[Canniseur: Legal cannabis cannot hope to compete with the black market until the laws and regulations governing production and distribution look more like the wine industry. As of this writing, California, as are most other states, is woefully behind working this out and here’s some living proof.]
California, the largest licensed cannabis market in the world, can’t seem to compete with illicit activity. What’s the problem?
Every morning in the misty hills of southern Humboldt County, John Casali wakes up at 5, brews a pot of coffee and walks through his cannabis garden. Huckleberry Hill Farms is the very picture of the Emerald Triangle’s small-farm agriculture, a second-generation plot of gently rolling land with just under 5,000 square feet of cannabis.

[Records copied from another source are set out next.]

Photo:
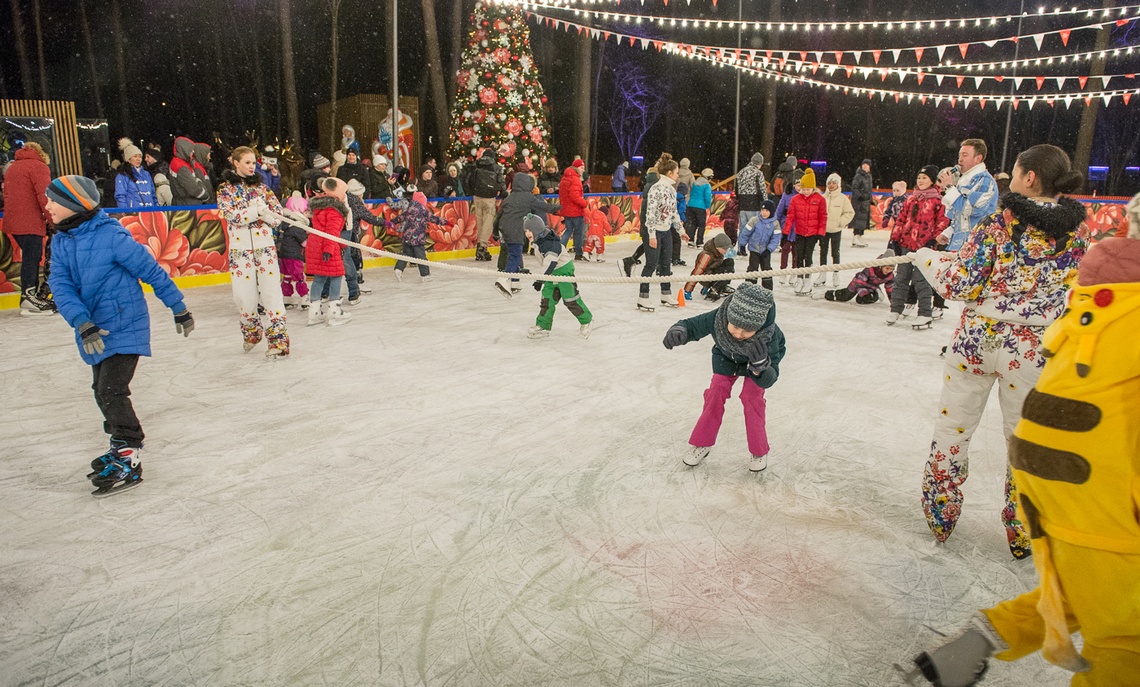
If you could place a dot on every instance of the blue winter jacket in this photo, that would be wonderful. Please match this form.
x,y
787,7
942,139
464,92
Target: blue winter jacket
x,y
96,268
760,235
701,195
137,191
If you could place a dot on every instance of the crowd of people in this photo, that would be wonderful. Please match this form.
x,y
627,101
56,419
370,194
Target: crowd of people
x,y
1010,259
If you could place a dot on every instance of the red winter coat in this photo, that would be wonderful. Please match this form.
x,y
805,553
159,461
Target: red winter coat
x,y
328,217
920,220
24,201
807,215
570,196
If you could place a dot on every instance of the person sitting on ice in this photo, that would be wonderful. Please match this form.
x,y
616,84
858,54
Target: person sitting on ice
x,y
714,259
747,343
864,286
558,264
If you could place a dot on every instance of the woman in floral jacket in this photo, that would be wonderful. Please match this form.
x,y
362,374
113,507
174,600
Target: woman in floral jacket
x,y
1012,272
251,212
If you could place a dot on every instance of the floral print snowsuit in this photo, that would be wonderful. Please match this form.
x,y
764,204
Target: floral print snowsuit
x,y
1015,285
253,270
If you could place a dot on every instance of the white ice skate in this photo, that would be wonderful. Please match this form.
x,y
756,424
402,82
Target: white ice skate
x,y
336,317
695,455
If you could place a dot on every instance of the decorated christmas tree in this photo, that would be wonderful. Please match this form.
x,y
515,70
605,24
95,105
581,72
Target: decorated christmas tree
x,y
501,103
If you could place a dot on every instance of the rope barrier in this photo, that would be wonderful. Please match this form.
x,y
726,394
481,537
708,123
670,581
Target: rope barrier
x,y
588,279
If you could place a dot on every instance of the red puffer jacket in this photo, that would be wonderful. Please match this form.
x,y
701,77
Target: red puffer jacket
x,y
328,217
807,215
570,196
24,203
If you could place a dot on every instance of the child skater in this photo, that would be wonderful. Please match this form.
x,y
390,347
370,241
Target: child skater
x,y
747,343
413,222
323,255
1075,456
558,264
864,286
759,239
96,269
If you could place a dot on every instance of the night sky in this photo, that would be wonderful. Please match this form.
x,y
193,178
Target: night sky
x,y
179,83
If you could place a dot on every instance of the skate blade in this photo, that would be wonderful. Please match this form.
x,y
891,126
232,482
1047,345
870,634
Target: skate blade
x,y
105,491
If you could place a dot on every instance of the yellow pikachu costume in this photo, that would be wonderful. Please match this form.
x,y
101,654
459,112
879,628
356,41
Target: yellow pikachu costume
x,y
1076,461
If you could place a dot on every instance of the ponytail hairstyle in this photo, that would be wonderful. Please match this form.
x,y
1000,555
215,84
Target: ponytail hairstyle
x,y
1052,168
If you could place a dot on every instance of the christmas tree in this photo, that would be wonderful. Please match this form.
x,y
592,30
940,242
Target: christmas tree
x,y
499,103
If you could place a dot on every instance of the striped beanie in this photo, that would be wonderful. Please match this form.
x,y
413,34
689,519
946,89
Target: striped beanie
x,y
74,191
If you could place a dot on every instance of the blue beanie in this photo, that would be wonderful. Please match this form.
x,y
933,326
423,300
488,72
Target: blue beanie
x,y
75,193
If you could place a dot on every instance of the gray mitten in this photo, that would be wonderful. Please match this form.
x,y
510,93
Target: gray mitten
x,y
676,336
91,337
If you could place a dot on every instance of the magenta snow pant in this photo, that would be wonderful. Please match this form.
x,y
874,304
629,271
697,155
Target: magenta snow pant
x,y
293,276
751,397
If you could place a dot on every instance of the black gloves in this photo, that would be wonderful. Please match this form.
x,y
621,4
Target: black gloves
x,y
91,337
184,322
676,336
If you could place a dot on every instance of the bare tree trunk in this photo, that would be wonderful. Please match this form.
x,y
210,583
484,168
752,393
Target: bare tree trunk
x,y
768,132
584,50
25,64
1085,135
124,92
336,49
39,49
90,57
285,17
437,76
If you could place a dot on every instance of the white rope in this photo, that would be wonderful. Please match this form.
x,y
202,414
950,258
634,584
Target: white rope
x,y
585,279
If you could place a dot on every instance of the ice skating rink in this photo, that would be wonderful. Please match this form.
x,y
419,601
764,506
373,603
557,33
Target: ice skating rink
x,y
426,497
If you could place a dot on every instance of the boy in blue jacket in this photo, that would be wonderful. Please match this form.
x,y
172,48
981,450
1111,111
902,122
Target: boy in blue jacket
x,y
759,239
747,343
96,268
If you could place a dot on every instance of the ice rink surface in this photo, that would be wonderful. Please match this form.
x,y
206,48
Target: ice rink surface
x,y
426,497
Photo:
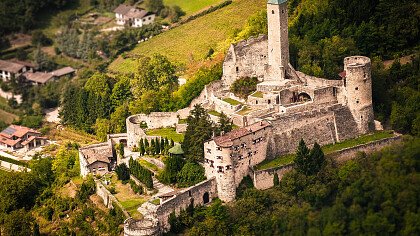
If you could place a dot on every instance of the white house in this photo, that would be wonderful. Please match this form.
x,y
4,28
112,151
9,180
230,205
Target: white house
x,y
132,16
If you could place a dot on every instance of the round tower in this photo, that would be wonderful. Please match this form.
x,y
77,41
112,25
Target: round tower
x,y
358,85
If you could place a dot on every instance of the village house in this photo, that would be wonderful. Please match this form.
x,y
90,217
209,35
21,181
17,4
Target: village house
x,y
96,159
9,69
16,137
133,16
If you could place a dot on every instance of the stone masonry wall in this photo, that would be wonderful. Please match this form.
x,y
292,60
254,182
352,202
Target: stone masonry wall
x,y
183,199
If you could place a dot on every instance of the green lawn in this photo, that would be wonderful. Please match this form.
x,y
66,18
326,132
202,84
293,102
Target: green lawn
x,y
149,165
231,101
214,113
191,41
357,141
192,6
257,94
327,149
169,133
131,207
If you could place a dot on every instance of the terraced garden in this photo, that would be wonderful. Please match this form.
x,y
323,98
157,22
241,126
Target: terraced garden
x,y
190,42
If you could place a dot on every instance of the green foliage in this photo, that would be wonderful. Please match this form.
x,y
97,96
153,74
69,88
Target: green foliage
x,y
142,174
276,180
190,174
199,130
87,188
173,165
309,162
243,87
123,172
369,195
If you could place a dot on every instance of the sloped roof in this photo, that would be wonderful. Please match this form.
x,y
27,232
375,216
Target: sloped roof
x,y
176,150
38,77
227,139
9,66
123,9
63,71
101,153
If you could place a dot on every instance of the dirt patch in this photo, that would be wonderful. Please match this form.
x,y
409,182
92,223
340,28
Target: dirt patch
x,y
98,202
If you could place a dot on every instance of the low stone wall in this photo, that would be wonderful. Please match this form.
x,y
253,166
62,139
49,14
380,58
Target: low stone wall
x,y
197,194
350,153
264,179
108,198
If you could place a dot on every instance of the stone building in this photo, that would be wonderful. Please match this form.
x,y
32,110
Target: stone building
x,y
229,157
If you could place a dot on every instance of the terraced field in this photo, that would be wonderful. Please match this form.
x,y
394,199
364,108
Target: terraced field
x,y
191,42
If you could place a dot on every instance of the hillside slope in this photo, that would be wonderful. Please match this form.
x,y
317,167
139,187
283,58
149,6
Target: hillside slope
x,y
193,40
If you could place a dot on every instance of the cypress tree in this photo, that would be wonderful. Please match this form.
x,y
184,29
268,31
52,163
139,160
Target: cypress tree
x,y
301,159
276,180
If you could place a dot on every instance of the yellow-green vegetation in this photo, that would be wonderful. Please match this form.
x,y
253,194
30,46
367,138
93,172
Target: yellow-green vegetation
x,y
148,165
192,41
50,22
131,207
7,117
190,7
231,101
245,110
257,94
277,162
169,133
357,141
155,201
327,149
215,113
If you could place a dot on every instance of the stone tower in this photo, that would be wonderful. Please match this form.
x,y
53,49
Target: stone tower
x,y
278,38
358,86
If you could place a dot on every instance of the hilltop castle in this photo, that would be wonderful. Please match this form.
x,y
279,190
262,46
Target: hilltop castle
x,y
287,106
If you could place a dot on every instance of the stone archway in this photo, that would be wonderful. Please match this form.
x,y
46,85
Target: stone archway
x,y
206,198
304,97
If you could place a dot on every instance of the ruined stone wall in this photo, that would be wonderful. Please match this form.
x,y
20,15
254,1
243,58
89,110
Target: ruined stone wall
x,y
313,126
264,179
246,59
183,199
359,91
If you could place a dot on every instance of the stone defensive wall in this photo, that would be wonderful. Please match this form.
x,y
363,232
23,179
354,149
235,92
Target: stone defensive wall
x,y
264,179
318,125
108,198
199,194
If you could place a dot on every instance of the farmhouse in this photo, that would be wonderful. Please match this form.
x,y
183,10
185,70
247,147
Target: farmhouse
x,y
96,159
9,69
16,137
133,16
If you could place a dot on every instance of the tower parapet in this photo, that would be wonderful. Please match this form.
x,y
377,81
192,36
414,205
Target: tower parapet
x,y
358,85
278,39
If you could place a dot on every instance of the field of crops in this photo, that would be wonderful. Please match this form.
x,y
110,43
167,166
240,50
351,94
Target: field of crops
x,y
191,42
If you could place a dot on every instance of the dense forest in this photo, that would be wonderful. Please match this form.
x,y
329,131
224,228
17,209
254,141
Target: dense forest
x,y
370,195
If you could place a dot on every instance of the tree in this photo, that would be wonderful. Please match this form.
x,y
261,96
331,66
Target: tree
x,y
200,129
190,174
276,180
301,158
154,5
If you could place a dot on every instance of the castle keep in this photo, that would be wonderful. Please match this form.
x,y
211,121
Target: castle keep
x,y
287,106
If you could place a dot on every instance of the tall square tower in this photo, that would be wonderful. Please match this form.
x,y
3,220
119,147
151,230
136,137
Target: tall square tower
x,y
278,38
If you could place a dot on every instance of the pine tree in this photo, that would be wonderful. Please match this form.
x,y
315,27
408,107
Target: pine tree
x,y
316,160
152,147
276,180
301,159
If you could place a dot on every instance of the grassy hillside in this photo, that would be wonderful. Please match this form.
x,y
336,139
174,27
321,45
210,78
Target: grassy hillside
x,y
191,7
193,40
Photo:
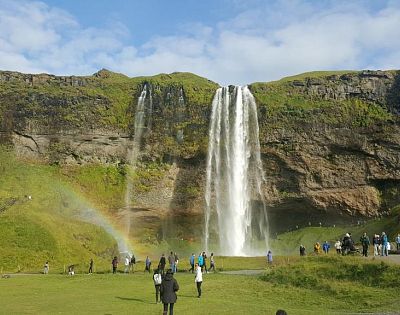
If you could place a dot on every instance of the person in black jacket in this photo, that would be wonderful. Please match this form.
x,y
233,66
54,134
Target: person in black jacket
x,y
161,264
168,289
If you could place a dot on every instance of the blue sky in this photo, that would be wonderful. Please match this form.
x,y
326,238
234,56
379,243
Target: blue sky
x,y
228,41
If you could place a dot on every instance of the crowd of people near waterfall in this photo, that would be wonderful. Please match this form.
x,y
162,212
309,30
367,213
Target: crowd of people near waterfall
x,y
379,244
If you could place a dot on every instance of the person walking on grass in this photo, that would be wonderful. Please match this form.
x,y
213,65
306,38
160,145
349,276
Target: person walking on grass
x,y
200,261
198,279
365,244
157,279
91,266
171,261
147,264
326,247
317,248
168,289
269,257
191,261
176,261
114,264
205,262
398,242
338,247
162,263
133,263
376,241
127,264
212,263
384,243
302,250
46,268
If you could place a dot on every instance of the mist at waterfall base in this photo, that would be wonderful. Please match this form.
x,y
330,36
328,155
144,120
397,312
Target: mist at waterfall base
x,y
235,214
85,211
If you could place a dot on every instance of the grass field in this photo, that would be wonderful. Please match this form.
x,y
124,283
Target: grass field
x,y
313,285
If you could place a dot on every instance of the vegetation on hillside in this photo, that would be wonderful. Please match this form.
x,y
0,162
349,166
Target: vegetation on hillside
x,y
43,223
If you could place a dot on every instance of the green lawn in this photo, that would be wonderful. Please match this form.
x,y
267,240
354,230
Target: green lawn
x,y
313,285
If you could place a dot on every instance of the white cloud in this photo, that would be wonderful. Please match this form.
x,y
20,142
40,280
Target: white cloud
x,y
259,44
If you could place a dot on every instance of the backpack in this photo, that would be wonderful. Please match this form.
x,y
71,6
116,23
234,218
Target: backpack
x,y
157,279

On his morning walks among the plants, he makes a point of touching each one. Casali grew up here, watching his mom grow a cultivar that he now calls Paradise Punch. Every cannabis plant at Huckleberry Hill Farms is crossed with Paradise Punch, a horticultural ode to his mother’s influence. He walks past rainwater catchment ponds filled to the brim and tends to new cultivars like White Thorn Rose and Sweet Marlene, named after his mother.
In June, typical mornings might include visits from distributors or tourists. But very little in 2020 is what you would call typical. The coronavirus outbreak has not spread into the rural ranges of northern California on the concentrated, New York City-scale, but the attendant economic pressures sure have. Casali does not know if he will be able to welcome visitors to his farm this year, a major blow to the business model that brought him into the licensed marketplace after a lifetime on the fringes. Those tours are the modern foundation of this long-running farm. They are one way of setting Huckleberry Hill apart from the rest of the cannabis market.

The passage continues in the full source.